"Esteem Them Very Highly In Love,For Their Work's Sake"  

I Thessalonians 5:13

 

     Any man who preaches the gospel of God's free and sovereign grace in Christ and faithfully gives himself to the work of the ministry in study, prayer and preaching is to be treated with the highest possible respect and esteem by the church and people of God for whose benefit he labors, and by all other faithful ministers of the new covenant with whom he labors. It is true, the preacher is just a man, sinful, frail and often erring. His faults are not hard to find. Therefore, he must not be worshipped or blindly followed. But he is God's man, chosen, ordained of God and sent forth to preach the gospel of Christ with divine authority as God's ambassador to your soul. Therefore, he is to be loved and highly esteemed.

     This esteem must begin with your own pastor, the man through whom God speaks to you and ministers to your own soul. If God has given you a faithful pastor, one who is committed to Christ, committed to the gospel, committed to the glory of God and committed to the welfare of your soul, you are blessed beyond measure. Few people in this world are so highly favored. If you do not so esteem your own pastor, it is not likely that you truly esteem any other servant of God, because the basis of this esteem is not the man but the work which he does. And all of God's servants are involved in and devoted to the same work.

     Yet, this esteem is not to be limited to your own pastor. It is to be extended to all God's servants, who labor among you. Any man who labors among God's saints, anywhere in the world, preaching the gospel of the grace of God is to be given the same love and esteem you give to your own pastor.

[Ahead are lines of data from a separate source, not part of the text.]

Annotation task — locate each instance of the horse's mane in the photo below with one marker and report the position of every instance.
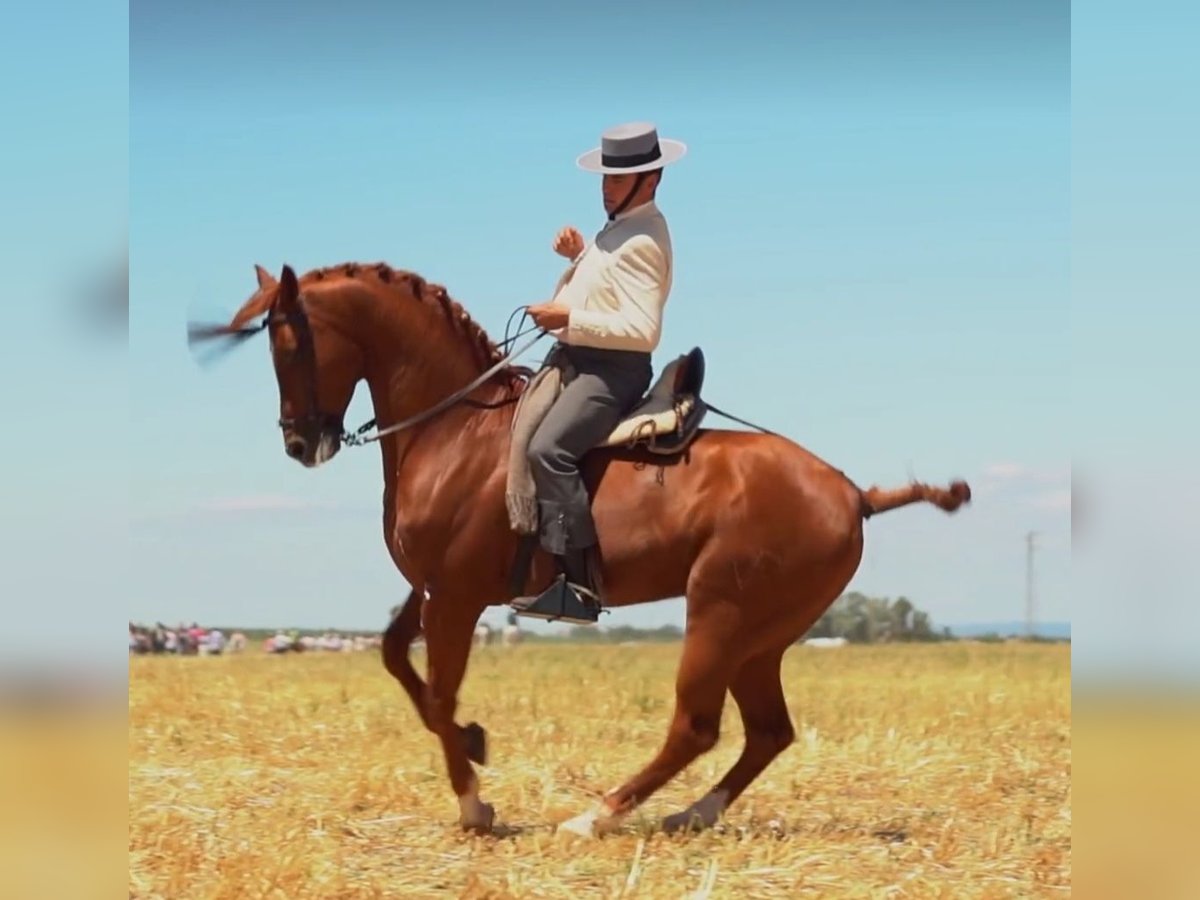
(484, 349)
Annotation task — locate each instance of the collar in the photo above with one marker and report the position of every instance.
(646, 209)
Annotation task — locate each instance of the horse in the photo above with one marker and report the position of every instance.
(757, 533)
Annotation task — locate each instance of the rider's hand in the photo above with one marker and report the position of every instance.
(569, 243)
(550, 317)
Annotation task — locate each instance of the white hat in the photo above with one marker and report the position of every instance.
(630, 148)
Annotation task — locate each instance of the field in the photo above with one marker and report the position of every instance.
(937, 771)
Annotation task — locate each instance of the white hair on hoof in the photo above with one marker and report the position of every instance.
(473, 813)
(595, 822)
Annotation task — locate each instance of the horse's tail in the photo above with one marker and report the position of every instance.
(879, 499)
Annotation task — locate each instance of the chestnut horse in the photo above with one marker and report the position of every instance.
(759, 534)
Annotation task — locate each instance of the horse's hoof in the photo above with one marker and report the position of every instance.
(481, 820)
(594, 823)
(582, 826)
(474, 741)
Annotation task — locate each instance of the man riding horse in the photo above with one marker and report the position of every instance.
(607, 317)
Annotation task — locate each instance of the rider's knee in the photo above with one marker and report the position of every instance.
(543, 453)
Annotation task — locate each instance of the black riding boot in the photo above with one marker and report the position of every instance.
(573, 597)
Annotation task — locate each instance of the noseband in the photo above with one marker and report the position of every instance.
(313, 424)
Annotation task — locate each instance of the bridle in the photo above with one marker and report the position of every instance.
(313, 424)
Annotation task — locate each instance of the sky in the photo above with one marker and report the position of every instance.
(871, 233)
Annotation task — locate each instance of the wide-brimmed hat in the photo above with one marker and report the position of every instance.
(630, 148)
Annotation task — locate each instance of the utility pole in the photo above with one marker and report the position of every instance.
(1029, 583)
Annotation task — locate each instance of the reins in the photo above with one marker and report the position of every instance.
(359, 437)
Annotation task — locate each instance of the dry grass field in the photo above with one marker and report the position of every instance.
(918, 772)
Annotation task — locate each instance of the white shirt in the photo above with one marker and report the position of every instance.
(618, 287)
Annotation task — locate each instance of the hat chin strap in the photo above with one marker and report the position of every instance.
(629, 197)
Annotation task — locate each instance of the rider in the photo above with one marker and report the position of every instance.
(607, 317)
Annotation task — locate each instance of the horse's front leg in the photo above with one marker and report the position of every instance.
(449, 629)
(397, 640)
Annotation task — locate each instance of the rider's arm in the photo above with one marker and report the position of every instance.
(641, 281)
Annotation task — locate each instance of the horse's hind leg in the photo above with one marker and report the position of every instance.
(700, 696)
(396, 642)
(759, 691)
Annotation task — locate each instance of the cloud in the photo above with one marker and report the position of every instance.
(1055, 501)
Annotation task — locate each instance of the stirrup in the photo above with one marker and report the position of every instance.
(562, 601)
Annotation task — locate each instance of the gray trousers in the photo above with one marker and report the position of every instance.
(605, 388)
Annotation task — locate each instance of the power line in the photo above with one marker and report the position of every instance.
(1029, 583)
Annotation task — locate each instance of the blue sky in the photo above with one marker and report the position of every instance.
(871, 234)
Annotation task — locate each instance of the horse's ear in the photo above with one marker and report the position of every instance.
(265, 280)
(289, 288)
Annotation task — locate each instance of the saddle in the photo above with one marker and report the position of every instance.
(669, 415)
(665, 421)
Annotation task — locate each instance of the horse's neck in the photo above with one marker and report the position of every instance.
(403, 384)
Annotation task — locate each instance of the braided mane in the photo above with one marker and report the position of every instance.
(484, 349)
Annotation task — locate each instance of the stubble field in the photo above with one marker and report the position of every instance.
(918, 771)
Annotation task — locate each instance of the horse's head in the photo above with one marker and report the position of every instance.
(316, 366)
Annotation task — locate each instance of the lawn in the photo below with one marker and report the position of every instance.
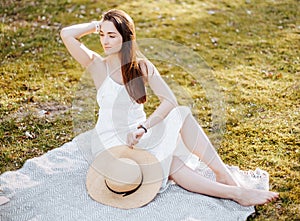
(247, 100)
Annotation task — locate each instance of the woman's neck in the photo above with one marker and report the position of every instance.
(114, 62)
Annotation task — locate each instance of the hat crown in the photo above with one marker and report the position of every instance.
(125, 178)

     And this high esteem for God's servants is the secret of peace in God's church. Paul admonishes you "to know them which labor among you, and are over you in the Lord, and admonish you; and to esteem them very highly in love for their work's sake. And be at peace among yourselves." The connection is obvious. To a very great degree, the peace and harmony of God's church, or lack of it, is determined by the loving esteem, or lack of it, in which the servants of God are held by his people. Will you not do your part to promote, rather than erode, esteem among God's people for his servants?